For clues as to why this is happening -- why a party with a full slate of perfectly good governors and members of Congress (not to mention a certain former mayor) is casting about for another option -- Jeffrey Goldberg's New Yorker take on the "Republican implosion" is worth the read.
If you're scoring at home, Goldberg has Dick Armey attacking Tom DeLay, who blasts Newt Gingrich, who slams Karl Rove (while comparing the Bush presidency to Jimmy Carter's -- now them's fightin' words!). Gingrich, R-Ga., offers a hint at what his presidential campaign might look like by making clear what it would NOT resemble: what Rove designed for Bush in 2004. Rove's run-to-the-base strategy, Gingrich says, was "maniacally dumb" because it ensured that the president would not be able to govern effectively. "The second-order effect is that you drive away the center because you become more and more strident at the base," Gingrich told Goldberg.
One more item worth mentioning in this vein: President Bush used his speech in Georgia to sharply criticize conservative critics of the immigration bill: "If you want to scare the American people, what you say is the bill's an amnesty bill," the president said. The New York Times' Jim Rutenberg calls it "a rare case of the president's taking on the coalition that helped him win and keep the Oval Office." It also puts Bush at sharp odds with much of the GOP presidential field -- Thompson included -- though Sen. John McCain, R-Ariz., is a main sponsor of the bill.

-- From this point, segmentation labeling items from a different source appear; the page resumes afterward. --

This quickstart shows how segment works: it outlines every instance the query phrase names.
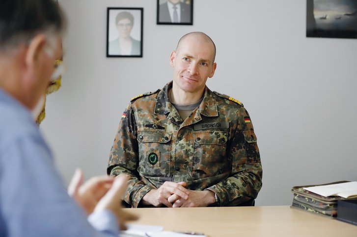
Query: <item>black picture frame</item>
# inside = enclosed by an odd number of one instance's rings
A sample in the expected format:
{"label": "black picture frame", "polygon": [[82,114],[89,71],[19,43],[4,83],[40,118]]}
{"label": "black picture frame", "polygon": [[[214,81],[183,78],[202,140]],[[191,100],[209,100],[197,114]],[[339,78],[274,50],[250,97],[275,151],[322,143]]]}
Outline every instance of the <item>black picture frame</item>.
{"label": "black picture frame", "polygon": [[[107,57],[142,57],[143,12],[142,7],[107,8]],[[121,47],[120,42],[129,47]]]}
{"label": "black picture frame", "polygon": [[306,0],[306,37],[357,39],[357,0]]}
{"label": "black picture frame", "polygon": [[[177,8],[175,9],[179,9],[177,17],[174,16],[173,5],[177,6]],[[193,24],[193,0],[157,0],[157,24],[192,25]],[[174,20],[176,18],[177,22]]]}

On the Democratic side, it's a week for policy proposals. Sen. Barack Obama, D-Ill., battling the campaign narrative that casts him as a legislative lightweight, unveiled his long-awaited healthcare plan yesterday in Iowa to mixed reviews. The "centrist plan" "is not quite as sweeping as that offered by former North Carolina Sen. John Edwards," and the Edwards camp quickly labeled it as "simply inadequate" because it doesn't require universal coverage, John McCormick and Mike Dorning report in the Chicago Tribune.